Donald, Thanks so much for these posts! I've found them really interesting and do really connect with that idea of positive versus negative obsession, since I am, by nature, a sort of obsessive person (even as a child I would get really into one specific thing, from a television show, to a musical to, now, running). I feel like running has been the healthiest, but you definitely make sacrifices for the training.

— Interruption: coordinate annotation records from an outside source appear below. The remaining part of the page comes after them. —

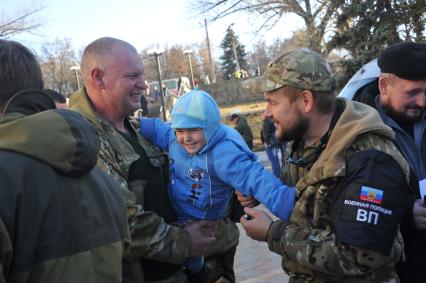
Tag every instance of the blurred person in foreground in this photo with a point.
(61, 218)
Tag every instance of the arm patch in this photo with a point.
(370, 202)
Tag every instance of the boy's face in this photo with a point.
(192, 140)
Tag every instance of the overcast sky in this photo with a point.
(143, 23)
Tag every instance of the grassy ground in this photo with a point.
(252, 111)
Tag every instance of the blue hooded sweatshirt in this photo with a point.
(202, 184)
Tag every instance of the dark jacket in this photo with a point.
(61, 218)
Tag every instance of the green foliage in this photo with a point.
(229, 63)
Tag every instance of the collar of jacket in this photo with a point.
(80, 102)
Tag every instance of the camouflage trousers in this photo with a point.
(223, 265)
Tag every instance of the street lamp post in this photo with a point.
(156, 53)
(76, 69)
(189, 52)
(212, 71)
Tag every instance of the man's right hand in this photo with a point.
(202, 235)
(419, 214)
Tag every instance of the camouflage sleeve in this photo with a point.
(154, 239)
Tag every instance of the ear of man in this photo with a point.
(383, 85)
(97, 77)
(307, 101)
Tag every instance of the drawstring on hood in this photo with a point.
(197, 109)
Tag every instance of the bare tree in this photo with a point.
(57, 58)
(317, 15)
(22, 22)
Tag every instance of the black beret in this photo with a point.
(407, 60)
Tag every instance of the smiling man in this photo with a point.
(349, 176)
(113, 74)
(401, 104)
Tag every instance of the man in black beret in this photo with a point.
(401, 104)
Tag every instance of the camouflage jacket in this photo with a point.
(327, 238)
(151, 237)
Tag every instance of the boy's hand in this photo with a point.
(246, 201)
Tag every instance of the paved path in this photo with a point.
(254, 262)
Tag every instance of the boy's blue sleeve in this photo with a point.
(248, 176)
(157, 132)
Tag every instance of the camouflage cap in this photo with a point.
(301, 68)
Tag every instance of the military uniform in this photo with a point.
(151, 237)
(326, 239)
(245, 131)
(350, 187)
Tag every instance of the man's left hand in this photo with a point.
(257, 227)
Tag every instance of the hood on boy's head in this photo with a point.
(196, 109)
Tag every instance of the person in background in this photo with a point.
(109, 98)
(241, 125)
(350, 178)
(61, 218)
(60, 100)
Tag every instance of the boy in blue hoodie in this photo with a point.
(208, 160)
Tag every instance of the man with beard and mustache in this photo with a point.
(401, 104)
(113, 74)
(350, 178)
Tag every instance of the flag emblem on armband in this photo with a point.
(371, 195)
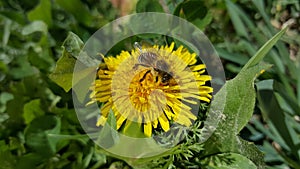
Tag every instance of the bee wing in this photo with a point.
(162, 65)
(148, 58)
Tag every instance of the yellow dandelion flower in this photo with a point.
(153, 86)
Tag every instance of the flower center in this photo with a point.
(145, 91)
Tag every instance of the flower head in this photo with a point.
(153, 86)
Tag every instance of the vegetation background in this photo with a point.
(38, 124)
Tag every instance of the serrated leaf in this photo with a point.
(63, 72)
(71, 56)
(261, 53)
(239, 104)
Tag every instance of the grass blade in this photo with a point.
(264, 49)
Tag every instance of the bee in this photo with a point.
(152, 60)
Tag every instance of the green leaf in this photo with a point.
(274, 114)
(240, 98)
(239, 104)
(36, 26)
(4, 98)
(148, 6)
(42, 12)
(232, 161)
(261, 53)
(78, 9)
(234, 12)
(30, 160)
(36, 135)
(63, 72)
(8, 161)
(32, 110)
(194, 11)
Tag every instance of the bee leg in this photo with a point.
(144, 76)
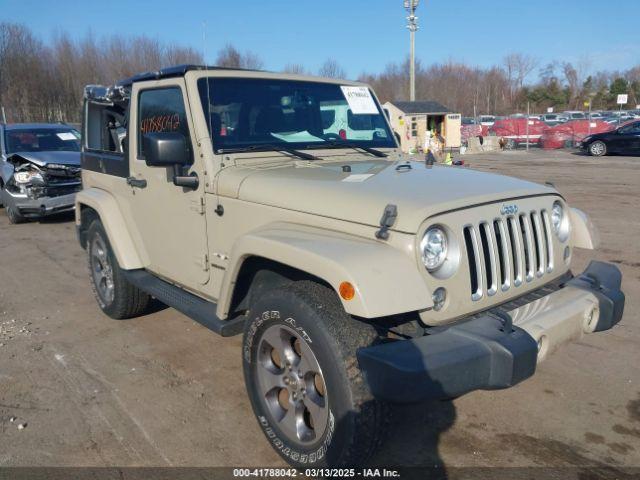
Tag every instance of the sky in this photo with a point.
(363, 36)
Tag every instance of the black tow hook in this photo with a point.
(386, 222)
(507, 322)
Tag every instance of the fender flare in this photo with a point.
(584, 233)
(106, 206)
(386, 280)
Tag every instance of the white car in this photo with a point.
(574, 115)
(487, 120)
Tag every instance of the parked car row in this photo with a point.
(552, 119)
(596, 136)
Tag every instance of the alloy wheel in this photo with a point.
(291, 384)
(102, 270)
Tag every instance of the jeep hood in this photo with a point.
(42, 159)
(360, 195)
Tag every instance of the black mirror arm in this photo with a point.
(190, 181)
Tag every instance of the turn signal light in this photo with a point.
(347, 291)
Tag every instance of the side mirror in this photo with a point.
(169, 149)
(165, 149)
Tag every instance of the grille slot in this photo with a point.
(508, 251)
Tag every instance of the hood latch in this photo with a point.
(386, 222)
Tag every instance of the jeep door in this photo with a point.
(170, 224)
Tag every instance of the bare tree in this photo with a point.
(231, 57)
(518, 67)
(332, 69)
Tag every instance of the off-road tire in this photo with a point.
(14, 216)
(598, 149)
(357, 423)
(128, 301)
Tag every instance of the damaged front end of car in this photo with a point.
(37, 189)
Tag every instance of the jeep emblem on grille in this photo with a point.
(509, 209)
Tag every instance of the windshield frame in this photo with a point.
(267, 145)
(53, 130)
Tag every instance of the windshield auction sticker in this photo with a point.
(360, 100)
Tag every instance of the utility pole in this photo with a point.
(410, 6)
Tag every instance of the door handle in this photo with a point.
(137, 182)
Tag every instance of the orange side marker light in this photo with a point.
(347, 291)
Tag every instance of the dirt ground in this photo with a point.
(162, 390)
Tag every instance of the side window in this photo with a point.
(161, 110)
(632, 129)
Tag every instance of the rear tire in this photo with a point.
(302, 376)
(598, 148)
(115, 295)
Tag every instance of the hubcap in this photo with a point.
(101, 269)
(291, 384)
(597, 148)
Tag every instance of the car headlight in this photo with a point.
(26, 177)
(559, 221)
(433, 248)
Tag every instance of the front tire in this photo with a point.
(116, 297)
(303, 379)
(598, 148)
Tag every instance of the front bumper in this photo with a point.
(40, 207)
(494, 351)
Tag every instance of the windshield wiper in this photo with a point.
(276, 148)
(336, 143)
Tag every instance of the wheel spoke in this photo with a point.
(317, 411)
(274, 337)
(268, 379)
(290, 421)
(308, 362)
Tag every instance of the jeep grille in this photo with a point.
(508, 251)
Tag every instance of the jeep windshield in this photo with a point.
(246, 114)
(41, 140)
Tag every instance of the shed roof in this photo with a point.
(424, 106)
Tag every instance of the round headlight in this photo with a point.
(26, 177)
(433, 248)
(559, 221)
(22, 177)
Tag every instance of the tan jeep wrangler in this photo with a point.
(357, 277)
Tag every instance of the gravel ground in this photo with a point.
(162, 390)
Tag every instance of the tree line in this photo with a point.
(44, 81)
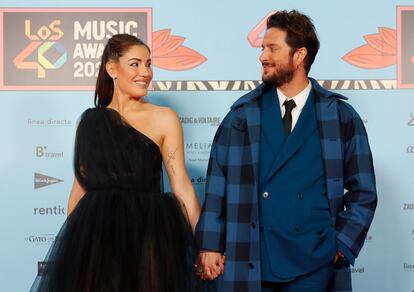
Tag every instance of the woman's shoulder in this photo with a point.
(164, 113)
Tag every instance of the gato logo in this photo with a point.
(411, 121)
(44, 40)
(41, 180)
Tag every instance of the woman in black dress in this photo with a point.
(123, 233)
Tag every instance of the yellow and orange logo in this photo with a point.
(44, 40)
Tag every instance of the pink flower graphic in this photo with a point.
(169, 54)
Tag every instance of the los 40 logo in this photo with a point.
(42, 41)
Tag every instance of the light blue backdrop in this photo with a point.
(218, 30)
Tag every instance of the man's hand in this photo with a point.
(210, 265)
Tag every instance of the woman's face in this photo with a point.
(133, 72)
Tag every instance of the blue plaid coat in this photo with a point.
(230, 214)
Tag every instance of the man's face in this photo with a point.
(276, 59)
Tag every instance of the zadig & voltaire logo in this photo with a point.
(41, 180)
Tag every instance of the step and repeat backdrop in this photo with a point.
(205, 55)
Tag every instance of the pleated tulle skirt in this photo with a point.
(119, 240)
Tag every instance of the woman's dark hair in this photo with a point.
(300, 33)
(117, 45)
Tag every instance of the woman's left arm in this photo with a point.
(172, 150)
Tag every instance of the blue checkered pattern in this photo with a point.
(229, 219)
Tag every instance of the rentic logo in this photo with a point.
(43, 42)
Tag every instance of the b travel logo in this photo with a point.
(42, 180)
(43, 152)
(52, 49)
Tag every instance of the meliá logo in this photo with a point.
(41, 180)
(356, 270)
(42, 42)
(408, 267)
(44, 239)
(411, 121)
(408, 206)
(42, 152)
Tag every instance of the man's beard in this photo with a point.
(281, 75)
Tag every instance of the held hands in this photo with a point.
(210, 265)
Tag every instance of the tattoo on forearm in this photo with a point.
(171, 158)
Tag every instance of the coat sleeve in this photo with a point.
(211, 227)
(360, 198)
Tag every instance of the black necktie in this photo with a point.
(287, 119)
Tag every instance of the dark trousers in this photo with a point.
(316, 281)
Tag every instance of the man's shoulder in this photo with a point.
(250, 96)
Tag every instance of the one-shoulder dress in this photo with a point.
(125, 233)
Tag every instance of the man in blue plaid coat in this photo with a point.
(290, 190)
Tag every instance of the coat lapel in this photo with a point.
(271, 123)
(300, 134)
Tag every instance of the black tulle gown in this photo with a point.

I was much more regimented when i first started running and have become less so, but at the same time, I'm putting in a lot more hours and probably spending just overall a lot more time doing running related things.

But I feel happier and more stable than I really ever have before, so I'm going to go with this being a good thing :) And hopefully if i slip over that edge, there'll be people who will let me know it, so that I can come back :D

momo 9/10/07, 5:28 PM  

i thought this might be where this was going and i'm glad it did. it took me awhile to comment because i really had to think about this one. so here goes, hopefully it will makes sense.

for me, triathlon is both good dog and bad dog. i am one of those addicts that throws myself in completely - mind/body/soul - often to the detriment of everything around me and personally, i see nothing wrong with it as long as there is intermittent down time to create balance. i have (especially during my training for imfl) spent hours preparing and not just physically. for imfl i wanted to know everything there was to know so that come race day, i wouldn't be caught off guard. i read books, searched the internet for triathlon articles, read blogs, talked to people - you name it, i did it. on one hand, this was good - i was feeding the good dog because triathlon was something that was good for me, mentally and physically, and i went into imfl feeling completely prepared and that felt GOOD.

HOWEVER, i have a family. a family that requires attention and nurturing and clean laundry. i also have a job and friends that aren't into triathlon and don't really understand the desire to ride 100 miles or run 20. so being completely wrapped up in the sport caused problems. big problems. hence the bad dog.

what i have learned through the course of training for cda and since is that its ok for triathlon to be both good dog and bad dog for me as long as each dog gets his time. it's like riding your bike - sometimes you're working to go up and sometimes you get to coast on down. training is the up - the bad dog (according to my family) - where i have to rely on others to understand that i just can't do everything for them all the time, where triathlon completely consumes my life. recovery (between races) is my down - my good dog, where i don't think about racing, triathlon or anything and i just try to enjoy what comes my way.

funny thing though - in reality for me - the training is my good dog and the recovery is my bad dog. and for my family, the training is the bad dog and the recovery is the good dog. each individual's perception of what is good and what is bad is unique i guess when it comes to the sport.

and the other bad dogs - the lying, cheating, doing the illegal thing ones? i try to stay real far away from those ones. if traithlon can be my only bad dog - i might just be ok.

Makita 9/12/07, 7:55 AM  

Excellent!!! :)

a.maria 9/12/07, 10:13 AM  

this is definitely one for me to ponder. i've been thinking a lot lately about my motivation to train, and where it comes from.

i'm not sure i even fully understand it myself.

interesting... very interesting.

olga 9/19/07, 10:02 AM  

Recognizing which dog is a good one is much more difficult than even to decide which dog to feed and following through with it.
I am glad I am back.

ULTRAILNAKAMAN 9/29/07, 5:30 AM  
This comment has been removed by the author.
ULTRAILNAKAMAN 9/29/07, 5:31 AM  

Went to your blog via Olga, and just read all 3 (now the end of September). Great writing, very thought provoking, applicable to lots of aspects in life, not just the endurance training. Thanks.